SCOTUS Issues Eleventh-Hour Stay in Execution of Texas Buddhist Inmate
The stay for Patrick Murphy is in contrast to a 5-4 February ruling by the high court to deny a stay requested by an Alabama inmate who wanted his Muslim imam to attend his execution.
March 29, 2019 at 08:03 AM
3 minute read
In a late-hour 7-2 decision Thursday night, the U.S. Supreme Court halted the execution of Texas death row inmate Patrick Murphy because the state did not permit a Buddhist spiritual adviser to accompany him in the execution chamber.
Justices Clarence Thomas and Neil Gorsuch indicated they would have denied the stay.
Murphy is one of the so-called Texas 7, a group of escaped prisoners who killed a Texas police officer in 2000.
The stay for Murphy is in contrast to a 5-4 February ruling by the high court to deny a stay requested by Alabama inmate Domineque Ray, who wanted his Muslim imam to attend his execution.
The difference in the two rulings appeared to be a matter of timing.
In the Murphy ruling Thursday night, Justice Brett Kavanaugh, in a footnote, said, “I conclude that Murphy made his request to the state in a sufficiently timely manner, one month before the scheduled execution.”
In the Ray case, the high court said, “Because Ray waited until January 28, 2019 to seek relief, we grant the State's application to vacate the stay entered by the United States Court of Appeals for the Eleventh Circuit.” The execution was set for February 7.
In a solo concurrence, Kavanaugh Thursday night wrote that Texas, by denying Murphy access to a Buddhist reverend, amounted to “governmental discrimination against religion” in violation of the Constitution.

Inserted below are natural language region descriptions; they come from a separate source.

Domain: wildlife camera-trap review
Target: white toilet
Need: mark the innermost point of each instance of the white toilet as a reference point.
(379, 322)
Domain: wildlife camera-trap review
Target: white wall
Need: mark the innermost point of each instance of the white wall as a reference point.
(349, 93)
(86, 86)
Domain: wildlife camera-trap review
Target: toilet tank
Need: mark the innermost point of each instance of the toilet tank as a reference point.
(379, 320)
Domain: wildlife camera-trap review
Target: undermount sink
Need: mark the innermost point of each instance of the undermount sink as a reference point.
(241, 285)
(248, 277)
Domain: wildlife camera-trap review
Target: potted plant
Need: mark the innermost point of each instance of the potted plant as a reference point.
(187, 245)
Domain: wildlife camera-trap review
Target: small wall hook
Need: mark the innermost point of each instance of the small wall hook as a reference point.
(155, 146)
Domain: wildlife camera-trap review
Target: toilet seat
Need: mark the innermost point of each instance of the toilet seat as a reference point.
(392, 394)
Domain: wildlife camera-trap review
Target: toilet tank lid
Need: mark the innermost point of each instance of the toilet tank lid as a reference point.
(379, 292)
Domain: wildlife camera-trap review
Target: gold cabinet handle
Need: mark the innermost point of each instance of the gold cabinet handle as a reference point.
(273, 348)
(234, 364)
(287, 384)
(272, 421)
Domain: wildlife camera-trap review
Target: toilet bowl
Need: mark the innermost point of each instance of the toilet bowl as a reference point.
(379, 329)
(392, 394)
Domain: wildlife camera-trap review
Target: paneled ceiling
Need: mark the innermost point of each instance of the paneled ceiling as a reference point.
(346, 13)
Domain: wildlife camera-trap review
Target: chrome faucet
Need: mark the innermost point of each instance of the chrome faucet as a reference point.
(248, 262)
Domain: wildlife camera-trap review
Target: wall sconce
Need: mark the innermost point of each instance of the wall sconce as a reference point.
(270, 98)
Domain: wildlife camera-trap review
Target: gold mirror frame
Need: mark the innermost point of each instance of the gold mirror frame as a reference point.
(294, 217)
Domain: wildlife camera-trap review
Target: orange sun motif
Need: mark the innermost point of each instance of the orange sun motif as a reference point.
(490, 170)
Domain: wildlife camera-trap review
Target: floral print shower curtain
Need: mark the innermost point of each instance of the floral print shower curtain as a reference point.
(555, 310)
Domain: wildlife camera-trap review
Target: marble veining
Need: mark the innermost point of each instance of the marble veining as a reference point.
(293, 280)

“In this case,” Kavanaugh wrote, “the relevant Texas policy allows a Christian or Muslim inmate to have a state-employed Christian or Muslim religious adviser present either in the execution room or in the adjacent viewing room. But inmates of other religious denominations—for example, Buddhist inmates such as Murphy—who want their religious adviser to be present can have the religious adviser present only in the viewing room and not in the execution room itself for their executions. In my view, the Constitution prohibits such denominational discrimination.”
Kavanaugh said that, in his opinion, Texas had two options to go forward with the execution: “(1) allow all inmates to have a religious adviser of their religion in the execution room; or (2) allow inmates to have a religious adviser, including any state-employed chaplain, only in the viewing room, not the execution room.”
Kavanaugh concluded, “The choice of remedy going forward is up to the state. What the state may not do, in my view, is allow Christian or Muslim inmates but not Buddhist inmates to have a religious adviser of their religion in the execution room.”